Probably overkill, but printing log-likelihood/perplexity for k=3..6 lets me defend the "why 4 topics?" question. Lower perplexity is better, yet I also care about whether the topics stay readable.


In [8]:
for k in range(3, 7):
    model = LatentDirichletAllocation(n_components=k, random_state=42, learning_method='batch')
    model.fit(X_bow)
    print(f'k={k} | log-lik={model.score(X_bow):.1f} | perp={model.perplexity(X_bow):.1f}')

k=3 | log-lik=-12657.0 | perp=311.9
k=4 | log-lik=-12793.4 | perp=331.8
k=5 | log-lik=-12932.0 | perp=353.4
k=6 | log-lik=-13039.5 | perp=371.0


## My read of the topics (after runs)

- **LDA (4 topics)**: Topic 1 = astronomy (retrograde + heliocentric debate); Topic 2 = Greek civic/customs bits; Topic 3 = information spreading / printing; Topic 4 = Roman civics and engineering feats.

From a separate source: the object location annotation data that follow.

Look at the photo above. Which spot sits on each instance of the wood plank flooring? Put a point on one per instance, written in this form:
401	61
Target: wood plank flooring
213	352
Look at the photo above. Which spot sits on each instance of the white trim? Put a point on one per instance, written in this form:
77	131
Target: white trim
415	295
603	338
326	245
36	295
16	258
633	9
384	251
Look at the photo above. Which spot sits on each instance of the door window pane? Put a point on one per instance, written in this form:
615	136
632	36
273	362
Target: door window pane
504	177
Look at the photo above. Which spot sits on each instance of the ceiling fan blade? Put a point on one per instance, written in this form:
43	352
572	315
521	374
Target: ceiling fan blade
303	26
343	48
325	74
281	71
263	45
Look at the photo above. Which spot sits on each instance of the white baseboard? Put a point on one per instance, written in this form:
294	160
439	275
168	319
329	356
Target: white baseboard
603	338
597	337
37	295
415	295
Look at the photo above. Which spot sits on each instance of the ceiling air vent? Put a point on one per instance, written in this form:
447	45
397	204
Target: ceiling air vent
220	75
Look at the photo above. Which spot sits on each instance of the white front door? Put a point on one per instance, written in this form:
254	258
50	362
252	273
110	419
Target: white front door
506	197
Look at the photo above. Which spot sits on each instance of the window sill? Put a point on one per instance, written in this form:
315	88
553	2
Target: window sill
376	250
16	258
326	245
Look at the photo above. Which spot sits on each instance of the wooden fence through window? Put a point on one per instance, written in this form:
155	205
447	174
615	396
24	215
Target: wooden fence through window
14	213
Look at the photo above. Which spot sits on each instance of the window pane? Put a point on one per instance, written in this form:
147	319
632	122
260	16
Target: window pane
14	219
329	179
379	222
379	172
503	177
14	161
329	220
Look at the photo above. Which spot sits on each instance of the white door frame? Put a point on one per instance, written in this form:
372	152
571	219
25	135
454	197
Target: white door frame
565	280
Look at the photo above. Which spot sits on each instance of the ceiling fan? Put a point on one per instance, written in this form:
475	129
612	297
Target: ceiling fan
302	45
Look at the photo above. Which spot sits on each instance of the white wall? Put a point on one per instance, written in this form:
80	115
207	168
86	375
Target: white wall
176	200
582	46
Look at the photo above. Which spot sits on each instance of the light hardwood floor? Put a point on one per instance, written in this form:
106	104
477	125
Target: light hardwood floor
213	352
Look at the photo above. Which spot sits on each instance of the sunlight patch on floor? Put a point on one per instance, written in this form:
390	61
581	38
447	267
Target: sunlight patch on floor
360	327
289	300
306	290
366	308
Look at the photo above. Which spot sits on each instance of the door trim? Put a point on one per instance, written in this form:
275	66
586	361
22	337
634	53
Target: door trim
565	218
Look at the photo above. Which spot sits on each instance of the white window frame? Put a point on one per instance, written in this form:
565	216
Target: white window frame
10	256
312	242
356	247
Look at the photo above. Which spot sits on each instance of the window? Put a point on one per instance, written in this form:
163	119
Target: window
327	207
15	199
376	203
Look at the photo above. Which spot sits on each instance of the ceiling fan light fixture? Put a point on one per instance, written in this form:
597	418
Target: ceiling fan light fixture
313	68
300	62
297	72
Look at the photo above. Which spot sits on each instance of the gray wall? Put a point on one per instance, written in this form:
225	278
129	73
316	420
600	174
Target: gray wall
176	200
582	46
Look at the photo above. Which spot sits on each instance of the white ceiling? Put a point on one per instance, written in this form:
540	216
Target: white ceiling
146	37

Topics 3 & 4 blur together when documents mix both themes.
- **NMF (4 topics)**: Similar story but NMF splits dissemination vs civics slightly cleaner; astronomy stays rock solid.
- **k sweep**: 3-topic model mashes civics with dissemination; 5 topics starts to overfit short docs; 6 felt noisy.

So I'm sticking with 4, but I can mention the NMF angle if someone challenges that choice.


## What worked / issues / next steps (own notes)

- Worked: removing prompt-heavy words, letting bigrams through, and double-checking with NMF so I wasn't blindly trusting LDA.
- Issues/puzzles: spelling mistakes + ultra-short responses leave some topics half empty, and a few answers mention both astronomy and civics which muddies doc-topic assignment.